婚礼仪式开始之前,还需要进行场布的拍摄。
听说一开始讨论了很多不同寻常的方案,但删删改改后,最终还是选择了不易出错的教堂。
浅色花纹的白色理石柱支撑的顶部,中央的圆顶为两重结构。黄褐色的顶面,拱顶上的人物雕像细腻逼真。
内部宽敞,壁画与雕刻多为欧洲文艺复兴时期的艺术家所著。采用玫瑰花窗的设计,于斑驳光影中,恍若隔世。
“我以后的婚礼要是也能在这办就好了。”江秋刚放下相机,就听身旁的宋歌慨叹。
她的声音深沉又浑厚。可五官又偏钝,没什么棱角,属于典型的可爱长相。
如果单听声音,实在很难与眼前的人对应起来。
江秋只是说:“这里确实很漂亮。”
“江秋姐,你和韩哥认识多少年了?”像是打开了话匣子,宋歌凑到她身边轻声问道。
江秋是被韩桢邀请进群的。韩桢介绍她时,也只是提了一句他们是发小。
“有记忆以来就认识了。我们是邻居。”
“他从小就是这样的性格吗?”
宋歌看向不远处依旧在忙碌的韩桢,从她第一次见到他的那一天开始,他好像一直都直言不讳,自信洒脱。

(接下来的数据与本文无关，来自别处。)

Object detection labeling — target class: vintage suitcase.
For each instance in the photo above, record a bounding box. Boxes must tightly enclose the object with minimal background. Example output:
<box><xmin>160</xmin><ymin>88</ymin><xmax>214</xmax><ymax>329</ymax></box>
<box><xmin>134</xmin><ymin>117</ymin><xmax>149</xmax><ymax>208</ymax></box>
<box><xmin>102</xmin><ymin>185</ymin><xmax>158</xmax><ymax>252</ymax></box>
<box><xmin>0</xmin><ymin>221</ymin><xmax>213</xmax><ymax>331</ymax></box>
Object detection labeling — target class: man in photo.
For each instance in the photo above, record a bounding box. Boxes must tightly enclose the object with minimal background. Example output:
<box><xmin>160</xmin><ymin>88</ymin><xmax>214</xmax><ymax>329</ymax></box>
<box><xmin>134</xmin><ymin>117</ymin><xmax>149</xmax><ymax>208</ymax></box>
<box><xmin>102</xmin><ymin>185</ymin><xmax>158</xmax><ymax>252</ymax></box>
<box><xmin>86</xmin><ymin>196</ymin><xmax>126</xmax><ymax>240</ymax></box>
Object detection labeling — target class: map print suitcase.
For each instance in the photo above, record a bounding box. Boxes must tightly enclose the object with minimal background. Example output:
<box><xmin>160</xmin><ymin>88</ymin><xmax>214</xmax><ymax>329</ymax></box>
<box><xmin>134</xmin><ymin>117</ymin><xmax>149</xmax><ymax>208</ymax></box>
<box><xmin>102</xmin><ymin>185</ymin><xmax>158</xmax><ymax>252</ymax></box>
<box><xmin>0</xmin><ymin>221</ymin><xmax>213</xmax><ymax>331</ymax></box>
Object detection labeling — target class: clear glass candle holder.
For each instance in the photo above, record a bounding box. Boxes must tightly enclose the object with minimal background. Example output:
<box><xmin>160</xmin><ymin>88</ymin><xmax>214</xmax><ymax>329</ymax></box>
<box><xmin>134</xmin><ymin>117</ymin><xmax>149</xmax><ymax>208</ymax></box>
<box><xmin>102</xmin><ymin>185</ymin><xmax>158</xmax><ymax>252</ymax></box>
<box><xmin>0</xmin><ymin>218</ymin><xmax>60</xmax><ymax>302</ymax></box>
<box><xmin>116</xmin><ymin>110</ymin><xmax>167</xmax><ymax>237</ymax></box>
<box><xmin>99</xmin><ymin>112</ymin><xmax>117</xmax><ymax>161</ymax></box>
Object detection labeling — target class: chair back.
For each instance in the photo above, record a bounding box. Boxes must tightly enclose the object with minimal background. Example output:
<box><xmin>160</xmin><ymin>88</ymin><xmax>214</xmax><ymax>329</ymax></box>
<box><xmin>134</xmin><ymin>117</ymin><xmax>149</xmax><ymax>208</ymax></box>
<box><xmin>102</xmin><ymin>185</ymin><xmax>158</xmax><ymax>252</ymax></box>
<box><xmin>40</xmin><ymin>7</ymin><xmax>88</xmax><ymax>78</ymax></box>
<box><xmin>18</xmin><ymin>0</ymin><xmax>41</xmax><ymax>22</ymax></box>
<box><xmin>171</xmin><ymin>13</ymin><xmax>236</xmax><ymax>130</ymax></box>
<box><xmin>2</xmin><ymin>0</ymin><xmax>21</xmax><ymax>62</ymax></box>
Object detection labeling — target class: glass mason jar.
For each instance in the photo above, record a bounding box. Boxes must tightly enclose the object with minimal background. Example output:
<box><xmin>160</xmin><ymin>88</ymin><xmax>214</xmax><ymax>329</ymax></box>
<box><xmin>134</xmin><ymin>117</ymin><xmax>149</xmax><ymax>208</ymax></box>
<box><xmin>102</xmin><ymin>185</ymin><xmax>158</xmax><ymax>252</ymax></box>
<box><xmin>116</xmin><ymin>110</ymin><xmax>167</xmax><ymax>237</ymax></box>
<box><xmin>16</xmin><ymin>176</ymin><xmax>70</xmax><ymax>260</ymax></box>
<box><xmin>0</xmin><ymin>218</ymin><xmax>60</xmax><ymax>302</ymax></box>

江秋浅浅笑了笑,摇头道:“不,他现在可比小的时候外向多了。”
韩桢小的时候生了一场大病。为了治疗,吃了不少激素药,人胖了好几圈,好几年都没能瘦下来,有时还会受到一些调皮孩子的调侃或讥讽。
江秋在的时候还能为他说说话,但韩桢毕竟比她大一届,在学校的时候也没办法经常待在一起,而他本人也从来不和人争辩或反驳。
那时候的韩桢比江秋还内向,什么话都闷在心里。他的漠然一度让江秋以为他并没把他人的讥讽放在心上。
直到一天深夜,楼下传来的动静声将她吵醒。
她迷迷糊糊爬下床往从窗口望出去,在人群中看到了韩桢的父母。
她刚想下楼,房门把手就被拧动。许是想到了她会被吵醒,奶奶的脸上看不出惊讶。但她眉心微皱,让她先上床好好睡一觉。直到第二天才告诉她:“韩桢吞了很多减肥药,送去洗胃了。”
对于那个时候的江秋来说,这句话的严重程度只是比“死亡”轻一点。
就一点点。
或许是因为年少轻狂的冲动,又或许是因为内向之人对比自己更为内向之人的保护,在去探病之前,她冲到了那些曾经欺负过韩桢的孩子面前。
那群比她还高一点的孩子们站在她面前的时候,她有过一瞬的胆怯。但她想起了韩桢,又想起了很多动画里的英雄,于是她心一横,冲着他们大喊:“你们都是凶手!”
时至今日,江秋依旧觉得那是她这辈子最骁勇的一次。如果真的有“主角光环”这东西,她想那一刻,应该有被谁顺手戴在了她的头上。
至少戴到了她从他们面前快步跑走之前。
去医院看望韩桢的时候,韩桢刚醒过来不久,看上去没什么精神。
她摩挲着手指,仿佛做了什么错事般地低头道:“对不起,韩桢。”
“我想帮你骂他们一顿的,可是我又不知道怎么骂……但是我帮你吼他们了!”
她记得那时韩桢突然瞪大了眼睛,难以置信般盯了她好一会儿。也许是在怀疑,眼前的这个人,到底是不是江秋。
毕竟“吼”这个字眼从来和他们一点关系都没有。
他沉默半响,终于哑着嗓子开口:“谢谢你啊,替我出头。”
那个年纪的孩子似乎对“凶手”这样的词语感到陌生与沉重。所以在之后的一天,那群被江秋吼过的人当中的几个,出现在了韩桢的病房里。
还带着水果花篮,说是来道歉。
那天江秋不在,所以她也不知道他们具体说了些什么。只知道从那件事之后,韩桢好像变了。
他的话渐渐变多了。
除夕的时候,他们燃放小鞭炮,有一个点燃了却没爆。江秋想上前察看,却被韩桢拉住。
“别去了,哑炮也有可能突然炸的。”
江秋便停了脚步,转身去提了水。
那时天色渐渐暗了,望不到头的路那边响起了大型礼花冲天声,还有长串鞭炮绵延不绝的炸响。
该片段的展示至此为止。